5) Rely heavily on delivery services. Now is not the time to be “mom of the year.” The first couple of weeks is all about short cuts. Take advantages of the many services out there like:
- Meal delivery: Munchery (used this about 3 times a week!), Spring, Spoonrocket,
- Grocery delivery: Safeway.com, Instacart (ummmm, used daily!), Google Shopping Express, Amazon Fresh
- Food delivery: Seamless, Postmates, Grubhub, Caviar
- Cleaning service: Homejoy (seriously, god send!)
* Not all of these services may be available in your area. I was lucky enough to have had Baby E in San Francisco – the land of internet start ups! No, really, there IS an app for that!
6) Don’t stress out about not “sleeping when baby sleeps.” I got this tip so many times from people, and each time it made me want to scream! I’m one of those people who just can’t fall asleep at a drop of a hat – no matter how tired I am. Rather than have a rejuvenating slumber, I would just lay there thinking I should be sleeping. And it would stress me out! So, instead, I give you this tip: do whatever relaxes you the most while baby is sleeping!
7) Get help, but not from a friend. As tip #4 reminds us, it’s not easy to accept help from friends. You don’t want to be a bother, I get it. So, take out the emotions and just hire help if needed.
Baby E was a super colicky and the first couple weeks were probably one of the hardest experiences that my husband and I ever faced. Rather than take friends up on their offer to watch Baby E for a couple of hours while we got rest, we decided to hire a night doula/nurse. Best decision ever. Even if it was just for a night or two, it gave us the respite we desperately needed — without the guilt or worry that we were imposing on friends or family. Double win!

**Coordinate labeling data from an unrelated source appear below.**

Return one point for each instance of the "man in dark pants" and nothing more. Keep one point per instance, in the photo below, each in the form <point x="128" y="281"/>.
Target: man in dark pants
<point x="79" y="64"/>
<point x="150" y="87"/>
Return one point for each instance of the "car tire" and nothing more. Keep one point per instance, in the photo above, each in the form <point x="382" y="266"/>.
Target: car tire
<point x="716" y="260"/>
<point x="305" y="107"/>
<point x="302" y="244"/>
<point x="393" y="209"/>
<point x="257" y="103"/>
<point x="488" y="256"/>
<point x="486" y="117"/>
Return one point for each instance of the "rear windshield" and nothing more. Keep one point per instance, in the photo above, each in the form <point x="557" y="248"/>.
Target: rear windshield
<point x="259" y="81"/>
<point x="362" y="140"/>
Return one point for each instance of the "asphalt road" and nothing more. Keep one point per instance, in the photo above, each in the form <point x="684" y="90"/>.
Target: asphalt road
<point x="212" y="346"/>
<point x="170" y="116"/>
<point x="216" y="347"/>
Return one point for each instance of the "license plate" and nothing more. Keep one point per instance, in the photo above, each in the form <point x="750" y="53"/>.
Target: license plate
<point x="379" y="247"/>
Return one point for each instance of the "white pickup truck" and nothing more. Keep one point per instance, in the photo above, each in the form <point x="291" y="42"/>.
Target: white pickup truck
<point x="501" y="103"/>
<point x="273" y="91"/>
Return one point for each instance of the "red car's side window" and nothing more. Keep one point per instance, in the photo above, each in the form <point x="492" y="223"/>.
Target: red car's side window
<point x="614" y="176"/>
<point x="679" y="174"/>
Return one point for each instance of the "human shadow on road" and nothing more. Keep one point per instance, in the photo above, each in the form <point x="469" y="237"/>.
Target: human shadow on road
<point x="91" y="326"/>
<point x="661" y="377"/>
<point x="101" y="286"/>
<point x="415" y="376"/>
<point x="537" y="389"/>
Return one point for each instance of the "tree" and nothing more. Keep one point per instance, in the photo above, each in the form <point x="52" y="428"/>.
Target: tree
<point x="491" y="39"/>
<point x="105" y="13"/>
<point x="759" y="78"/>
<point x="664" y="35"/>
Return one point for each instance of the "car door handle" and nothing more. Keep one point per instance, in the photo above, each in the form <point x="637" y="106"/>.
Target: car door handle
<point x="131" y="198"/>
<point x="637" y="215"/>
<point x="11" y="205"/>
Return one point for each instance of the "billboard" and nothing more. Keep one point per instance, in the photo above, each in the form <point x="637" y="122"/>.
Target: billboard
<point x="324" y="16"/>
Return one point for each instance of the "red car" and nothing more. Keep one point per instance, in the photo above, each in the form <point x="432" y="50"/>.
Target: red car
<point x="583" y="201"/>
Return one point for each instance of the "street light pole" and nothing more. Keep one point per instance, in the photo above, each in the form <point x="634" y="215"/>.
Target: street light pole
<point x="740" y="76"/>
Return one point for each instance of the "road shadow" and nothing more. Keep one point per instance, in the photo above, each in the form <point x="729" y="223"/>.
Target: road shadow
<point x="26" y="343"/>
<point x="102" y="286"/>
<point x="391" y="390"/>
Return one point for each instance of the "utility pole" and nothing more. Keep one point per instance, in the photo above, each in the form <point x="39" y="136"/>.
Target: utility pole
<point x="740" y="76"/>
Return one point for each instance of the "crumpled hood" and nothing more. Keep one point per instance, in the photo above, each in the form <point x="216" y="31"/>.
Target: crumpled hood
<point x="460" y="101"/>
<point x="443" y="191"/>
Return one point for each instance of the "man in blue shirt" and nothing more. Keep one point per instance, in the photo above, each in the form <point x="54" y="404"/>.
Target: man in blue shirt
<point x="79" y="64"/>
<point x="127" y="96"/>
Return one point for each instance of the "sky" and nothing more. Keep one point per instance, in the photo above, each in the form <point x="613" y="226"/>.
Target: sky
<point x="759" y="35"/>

8) If you’re sad, be sad, but get the help/support you need. Don’t ever be ashamed of feeling low, sad or depressed after having a baby. Postpartum blues are real and super common, but it’s critical that you seek the help or support that you need.
I definitely felt the “baby blues” soon after having Baby E and sought the support of a therapist to talk out my concerns, anxieties and feelings. Just saying my feelings out loud made a huge difference in stabilizing my emotions during the super stressful time of new motherhood. Be kind, good, and honest to yourself.
9) Join a mommy group. There’s just something undeniably comforting about knowing that you’re not crazy! For real though; it’s so nice to know that someone else is going through the exact same hellish sleep deprivation as you, or that sudden outbursts of tears are totally normal, or that it’s completely okay to feel like you have no idea what that hell you are doing.
Joining a weekly mother’s group was truly the best thing I could have done for myself and Baby E. The mother’s group I joined (CPMC’s Newborn Connection’s mother’s group) became my weekly “sanctuary” where I was – without judgement – able to vent about my husband (marriage quarrels happen to the strongest of couples), cry about how exhausted I was feeling, celebrate a new milestone that Baby E was exhibiting, or learn a pretty amazing tip on how to get baby to sleep. Without a doubt, my mother’s group helped get me through the toughest times of the newborn phase.
There are many local mother’s groups out there, but they tend to differ on style/vibe, so just make sure that it’s the right fit for you.
10) Say out loud “Things will get easier.” And repeat. This is exactly what I said to my friend last night, who was having a particular hard night with her newborn. I told her that things will just get easier. It really does.